Used in dishes from Indian curry to all-American apple pie, the once rare bark of the cinnamon tree is now ubiquitous. Because this sweetly scented spice helps balance blood sugar, it can be beneficial to prevent diabetes as well as help those who are already diabetic. Moreover, cinnamon’s anti-inflammatory properties can alleviate the symptoms of arthritis. Among its many other uses, cinnamon inhibits the growth of food borne bacteria, thereby not only acting as a food preservative, but aiding digestion and preventing some stomach ulcers as well.
This weed is much more than just a pesky plant.
While the dandelion may be considered a weed, home gardeners should think twice before discarding this small flowering plant. Long used as an herbal remedy in both Native American and Eastern medicine to treat everything from kidney disease to upset stomach, the dandelion is high in essential minerals like potassium, magnesium and zinc, as well as B-complex vitamins, beta-carotene and vitamin C.
As a natural diuretic, the dandelion can also help improve kidney and liver function and lower blood pressure. Although the entire dandelion is edible, we prefer the root, which can be taken in supplement form or as an herbal tea whose slightly bitter taste has led some to use it as a caffeine-free coffee substitute.
Garlic is a potent heart helper.
Don’t shrink from the stink just yet; the pungently scented garlic bulb lowers blood pressure as well as reduces the risk of getting bacterial infections. Garlic also acts as an anti-inflammatory, alleviating ailments such as arthritis and asthma. We all know that garlic contributes to bad breath, but one advantage of this potent spice is that you don’t have to eat large quantities of it. Just two cloves per week is sufficient to enjoy garlic’s many benefits.
Better than green tea, matcha is a macho superfood.
What makes matcha different from standard green tea is that it’s made from finely ground whole leaves whisked together with water, so you consume the whole leaf rather than just brewed water passed over a tea bag.

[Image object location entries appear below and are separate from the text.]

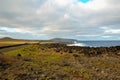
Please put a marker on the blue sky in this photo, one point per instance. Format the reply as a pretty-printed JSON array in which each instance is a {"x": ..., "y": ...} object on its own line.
[{"x": 46, "y": 19}]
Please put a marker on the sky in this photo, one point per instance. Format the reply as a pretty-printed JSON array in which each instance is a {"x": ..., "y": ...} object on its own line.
[{"x": 74, "y": 19}]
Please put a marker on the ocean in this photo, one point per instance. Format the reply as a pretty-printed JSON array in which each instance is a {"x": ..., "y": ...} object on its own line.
[{"x": 96, "y": 43}]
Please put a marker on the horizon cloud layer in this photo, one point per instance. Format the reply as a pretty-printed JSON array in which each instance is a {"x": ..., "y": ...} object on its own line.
[{"x": 45, "y": 19}]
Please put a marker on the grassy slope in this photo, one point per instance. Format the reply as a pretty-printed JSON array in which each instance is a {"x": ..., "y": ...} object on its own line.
[{"x": 45, "y": 62}]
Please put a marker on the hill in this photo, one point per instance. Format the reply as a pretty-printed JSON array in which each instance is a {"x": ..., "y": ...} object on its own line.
[{"x": 63, "y": 40}]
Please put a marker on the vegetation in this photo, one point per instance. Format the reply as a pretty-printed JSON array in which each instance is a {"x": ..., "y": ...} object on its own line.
[{"x": 60, "y": 62}]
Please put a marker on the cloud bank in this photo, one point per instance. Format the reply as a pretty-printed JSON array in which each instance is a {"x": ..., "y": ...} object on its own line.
[{"x": 44, "y": 19}]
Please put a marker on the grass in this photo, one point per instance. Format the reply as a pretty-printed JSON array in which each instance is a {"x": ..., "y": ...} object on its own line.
[{"x": 45, "y": 62}]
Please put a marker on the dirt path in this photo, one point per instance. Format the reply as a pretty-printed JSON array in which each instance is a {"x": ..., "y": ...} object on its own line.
[{"x": 12, "y": 48}]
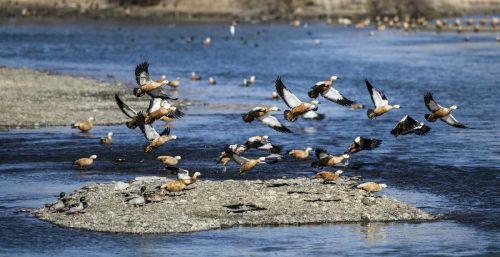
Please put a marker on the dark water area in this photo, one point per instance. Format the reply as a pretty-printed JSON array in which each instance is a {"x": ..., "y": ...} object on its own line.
[{"x": 450, "y": 171}]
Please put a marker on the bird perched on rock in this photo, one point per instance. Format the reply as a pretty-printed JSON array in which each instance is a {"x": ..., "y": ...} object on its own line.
[
  {"x": 155, "y": 139},
  {"x": 261, "y": 143},
  {"x": 169, "y": 160},
  {"x": 440, "y": 112},
  {"x": 326, "y": 159},
  {"x": 85, "y": 125},
  {"x": 263, "y": 114},
  {"x": 144, "y": 80},
  {"x": 297, "y": 107},
  {"x": 108, "y": 139},
  {"x": 361, "y": 143},
  {"x": 371, "y": 187},
  {"x": 300, "y": 154},
  {"x": 85, "y": 162},
  {"x": 379, "y": 100},
  {"x": 408, "y": 125},
  {"x": 78, "y": 207},
  {"x": 325, "y": 89},
  {"x": 328, "y": 176}
]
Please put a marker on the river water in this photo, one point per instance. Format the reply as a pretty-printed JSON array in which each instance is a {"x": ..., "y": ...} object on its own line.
[{"x": 454, "y": 172}]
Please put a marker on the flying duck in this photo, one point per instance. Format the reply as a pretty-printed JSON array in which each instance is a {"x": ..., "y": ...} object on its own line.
[
  {"x": 325, "y": 89},
  {"x": 144, "y": 80},
  {"x": 129, "y": 112},
  {"x": 85, "y": 125},
  {"x": 85, "y": 162},
  {"x": 371, "y": 187},
  {"x": 379, "y": 100},
  {"x": 78, "y": 207},
  {"x": 155, "y": 139},
  {"x": 439, "y": 112},
  {"x": 195, "y": 77},
  {"x": 262, "y": 113},
  {"x": 169, "y": 160},
  {"x": 261, "y": 143},
  {"x": 300, "y": 154},
  {"x": 60, "y": 204},
  {"x": 325, "y": 159},
  {"x": 247, "y": 164},
  {"x": 408, "y": 125},
  {"x": 108, "y": 139},
  {"x": 159, "y": 107},
  {"x": 297, "y": 107},
  {"x": 328, "y": 176},
  {"x": 361, "y": 143}
]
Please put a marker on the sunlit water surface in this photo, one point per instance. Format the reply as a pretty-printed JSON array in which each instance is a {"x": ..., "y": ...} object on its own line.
[{"x": 450, "y": 171}]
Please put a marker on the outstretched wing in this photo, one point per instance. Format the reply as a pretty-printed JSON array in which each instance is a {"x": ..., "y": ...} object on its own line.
[
  {"x": 450, "y": 120},
  {"x": 148, "y": 130},
  {"x": 378, "y": 97},
  {"x": 430, "y": 103},
  {"x": 288, "y": 97},
  {"x": 142, "y": 76},
  {"x": 274, "y": 123},
  {"x": 131, "y": 113},
  {"x": 335, "y": 96}
]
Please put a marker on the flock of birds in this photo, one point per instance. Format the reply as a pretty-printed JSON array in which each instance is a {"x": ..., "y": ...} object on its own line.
[{"x": 161, "y": 107}]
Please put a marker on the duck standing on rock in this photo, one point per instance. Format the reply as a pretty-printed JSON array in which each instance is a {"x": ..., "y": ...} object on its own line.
[
  {"x": 371, "y": 187},
  {"x": 60, "y": 205},
  {"x": 300, "y": 154},
  {"x": 328, "y": 176},
  {"x": 85, "y": 125},
  {"x": 263, "y": 114},
  {"x": 325, "y": 159},
  {"x": 361, "y": 143},
  {"x": 325, "y": 89},
  {"x": 169, "y": 160},
  {"x": 108, "y": 139},
  {"x": 408, "y": 125},
  {"x": 144, "y": 80},
  {"x": 155, "y": 139},
  {"x": 379, "y": 100},
  {"x": 297, "y": 107},
  {"x": 440, "y": 112},
  {"x": 78, "y": 207},
  {"x": 261, "y": 143},
  {"x": 85, "y": 162}
]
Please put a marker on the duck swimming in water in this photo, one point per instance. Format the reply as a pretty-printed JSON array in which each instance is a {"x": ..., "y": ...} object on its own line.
[
  {"x": 263, "y": 114},
  {"x": 144, "y": 80},
  {"x": 169, "y": 160},
  {"x": 439, "y": 112},
  {"x": 328, "y": 176},
  {"x": 379, "y": 100},
  {"x": 155, "y": 139},
  {"x": 108, "y": 139},
  {"x": 300, "y": 154},
  {"x": 85, "y": 125},
  {"x": 325, "y": 89},
  {"x": 408, "y": 125},
  {"x": 325, "y": 159},
  {"x": 297, "y": 107},
  {"x": 361, "y": 143},
  {"x": 85, "y": 162}
]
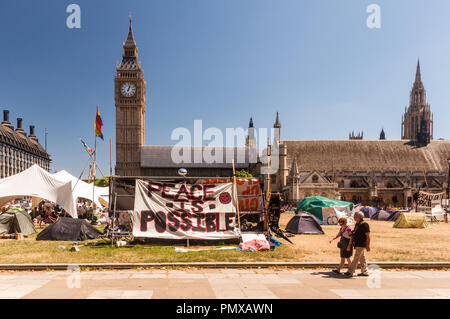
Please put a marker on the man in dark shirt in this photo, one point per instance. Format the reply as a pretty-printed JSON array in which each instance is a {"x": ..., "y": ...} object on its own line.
[{"x": 361, "y": 240}]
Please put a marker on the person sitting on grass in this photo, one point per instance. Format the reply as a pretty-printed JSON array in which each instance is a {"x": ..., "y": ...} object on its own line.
[
  {"x": 49, "y": 216},
  {"x": 344, "y": 234},
  {"x": 361, "y": 240}
]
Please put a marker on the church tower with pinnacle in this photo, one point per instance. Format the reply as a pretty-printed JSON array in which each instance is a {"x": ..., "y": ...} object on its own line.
[
  {"x": 129, "y": 91},
  {"x": 418, "y": 119}
]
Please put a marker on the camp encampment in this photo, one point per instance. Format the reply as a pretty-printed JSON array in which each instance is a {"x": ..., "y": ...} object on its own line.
[
  {"x": 67, "y": 228},
  {"x": 39, "y": 185},
  {"x": 84, "y": 190},
  {"x": 381, "y": 215},
  {"x": 394, "y": 215},
  {"x": 16, "y": 220},
  {"x": 326, "y": 210},
  {"x": 304, "y": 223},
  {"x": 411, "y": 220}
]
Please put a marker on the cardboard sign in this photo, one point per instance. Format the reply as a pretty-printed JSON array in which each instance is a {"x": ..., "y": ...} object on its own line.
[
  {"x": 248, "y": 192},
  {"x": 428, "y": 200},
  {"x": 180, "y": 211}
]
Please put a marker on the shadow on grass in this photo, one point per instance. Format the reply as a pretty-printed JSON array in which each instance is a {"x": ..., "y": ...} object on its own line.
[{"x": 329, "y": 274}]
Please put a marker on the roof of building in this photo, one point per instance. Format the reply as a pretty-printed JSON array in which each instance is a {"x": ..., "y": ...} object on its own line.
[
  {"x": 161, "y": 156},
  {"x": 363, "y": 156},
  {"x": 21, "y": 141}
]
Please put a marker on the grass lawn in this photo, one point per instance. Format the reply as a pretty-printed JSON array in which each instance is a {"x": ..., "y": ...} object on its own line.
[{"x": 388, "y": 244}]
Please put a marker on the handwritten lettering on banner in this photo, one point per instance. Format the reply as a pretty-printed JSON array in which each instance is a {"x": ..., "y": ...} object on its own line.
[
  {"x": 177, "y": 211},
  {"x": 248, "y": 192}
]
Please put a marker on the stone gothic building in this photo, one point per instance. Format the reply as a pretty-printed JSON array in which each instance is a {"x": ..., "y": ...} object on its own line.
[
  {"x": 133, "y": 157},
  {"x": 377, "y": 172},
  {"x": 19, "y": 151},
  {"x": 417, "y": 122},
  {"x": 129, "y": 90},
  {"x": 382, "y": 172}
]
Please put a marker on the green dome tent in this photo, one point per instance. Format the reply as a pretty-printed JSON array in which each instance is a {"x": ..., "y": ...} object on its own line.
[
  {"x": 314, "y": 205},
  {"x": 16, "y": 220}
]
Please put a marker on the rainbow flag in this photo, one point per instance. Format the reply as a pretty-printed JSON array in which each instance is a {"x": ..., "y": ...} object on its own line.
[{"x": 98, "y": 125}]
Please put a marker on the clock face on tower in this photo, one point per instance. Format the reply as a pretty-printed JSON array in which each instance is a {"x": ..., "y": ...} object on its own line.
[{"x": 128, "y": 89}]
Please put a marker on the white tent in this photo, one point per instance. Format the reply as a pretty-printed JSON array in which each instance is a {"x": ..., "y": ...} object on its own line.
[
  {"x": 84, "y": 190},
  {"x": 38, "y": 184}
]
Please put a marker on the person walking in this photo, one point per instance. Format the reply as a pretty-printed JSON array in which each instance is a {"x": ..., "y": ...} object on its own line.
[
  {"x": 344, "y": 236},
  {"x": 361, "y": 240}
]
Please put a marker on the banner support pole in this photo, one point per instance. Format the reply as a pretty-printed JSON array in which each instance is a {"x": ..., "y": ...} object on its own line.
[{"x": 236, "y": 197}]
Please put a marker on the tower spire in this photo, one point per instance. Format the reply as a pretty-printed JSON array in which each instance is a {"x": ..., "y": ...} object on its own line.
[
  {"x": 129, "y": 42},
  {"x": 277, "y": 122},
  {"x": 418, "y": 75}
]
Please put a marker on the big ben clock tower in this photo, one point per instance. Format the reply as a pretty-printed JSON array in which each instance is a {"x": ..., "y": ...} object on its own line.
[{"x": 129, "y": 90}]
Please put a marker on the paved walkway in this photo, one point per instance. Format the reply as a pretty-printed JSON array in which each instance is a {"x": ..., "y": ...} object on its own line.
[{"x": 223, "y": 283}]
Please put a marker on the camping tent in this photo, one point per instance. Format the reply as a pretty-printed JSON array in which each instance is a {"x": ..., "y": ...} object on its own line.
[
  {"x": 381, "y": 215},
  {"x": 40, "y": 185},
  {"x": 16, "y": 220},
  {"x": 304, "y": 223},
  {"x": 84, "y": 190},
  {"x": 411, "y": 220},
  {"x": 67, "y": 228},
  {"x": 314, "y": 205}
]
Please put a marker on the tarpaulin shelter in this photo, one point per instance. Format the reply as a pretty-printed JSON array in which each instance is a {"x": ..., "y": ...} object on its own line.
[
  {"x": 315, "y": 204},
  {"x": 304, "y": 223},
  {"x": 16, "y": 220},
  {"x": 411, "y": 220},
  {"x": 84, "y": 190},
  {"x": 40, "y": 185},
  {"x": 69, "y": 229},
  {"x": 381, "y": 215}
]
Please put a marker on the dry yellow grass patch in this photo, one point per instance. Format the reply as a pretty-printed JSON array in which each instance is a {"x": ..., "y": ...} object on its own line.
[{"x": 388, "y": 244}]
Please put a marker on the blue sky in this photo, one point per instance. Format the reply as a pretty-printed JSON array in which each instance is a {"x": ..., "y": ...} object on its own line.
[{"x": 222, "y": 61}]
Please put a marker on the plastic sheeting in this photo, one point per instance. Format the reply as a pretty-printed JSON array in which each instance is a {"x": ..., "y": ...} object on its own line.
[
  {"x": 40, "y": 185},
  {"x": 84, "y": 190}
]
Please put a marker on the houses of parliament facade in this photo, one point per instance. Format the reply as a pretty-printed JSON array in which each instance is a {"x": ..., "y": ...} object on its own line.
[{"x": 381, "y": 172}]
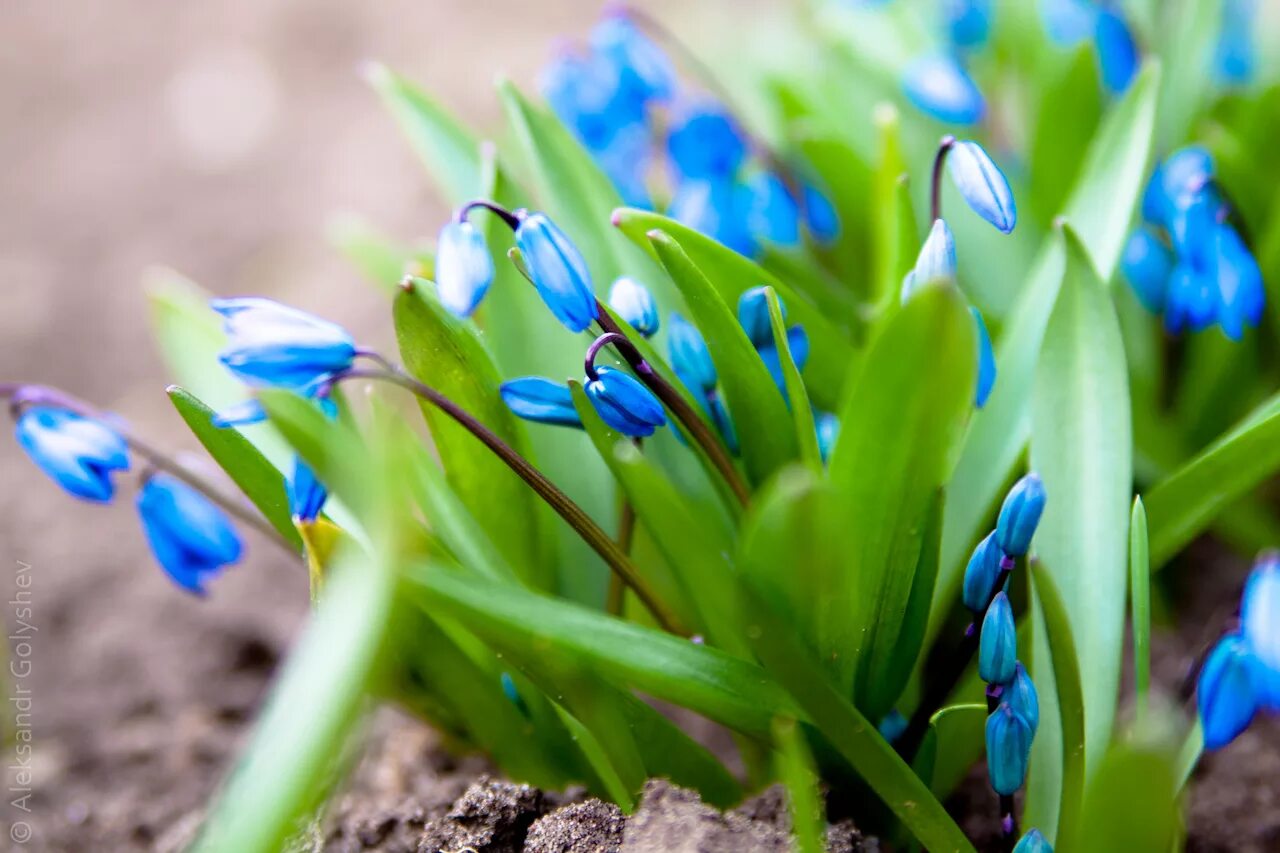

For this reason, matcha has a higher concentration of nutrients and antioxidants than its much-celebrated green tea cousin.
Matcha is also higher in anti-aging antioxidants than nutritional powerhouses like blueberries and spinach and has four times the beta carotene of carrots. Sourced from carefully cultivated dark green tea leaves, matcha is also rich in chlorophyll, which is believed to detoxify the blood of heavy metals and chemical toxins.
The mother of all grains is here to stay.
There’s no doubt that quinoa (keen-wah) has risen in popularity over the years and for good reason. This superfood has been consumed in South America since the Inca Empire and has long been referred to as the “mother of all grains.” Quinoa contains all nine essential amino acids, making it a superb source of protein. It also has nearly twice as much fiber as other grains, which assists in lowering cholesterol, preventing heart disease and maintaining blood sugar levels. In addition, it is rich in antioxidants, iron, magnesium and Vitamin B properties.
The moist-fleshed, orange-hued sweet potato has the highest nutritional value compared to a host of other vegetables.
Its vibrant color is a clue to its high concentration of Vitamin A in the form of beta-carotene. One sweet potato contains five times the recommended daily allowance of Vitamin A, a powerful antioxidant that protects against free radicals and helps guard against smoking-related diseases like emphysema and lung cancer. Sweet potatoes are also a good source of Vitamin C and the trace mineral manganese.
This plant has bite and fights cancer.
In some regions of the world, watercress is regarded as a weed, in others as an aquatic vegetable or herb. Boasting so many health benefits, watercress is definitely not a weed! Most potent when consumed fresh and raw, this leafy perennial helps combat a variety of cancers and has long been used to treat scurvy. Due to its high iodine content, watercress has a strengthening effect on the thyroid gland, which makes it beneficial for sufferers of hypothyroidism.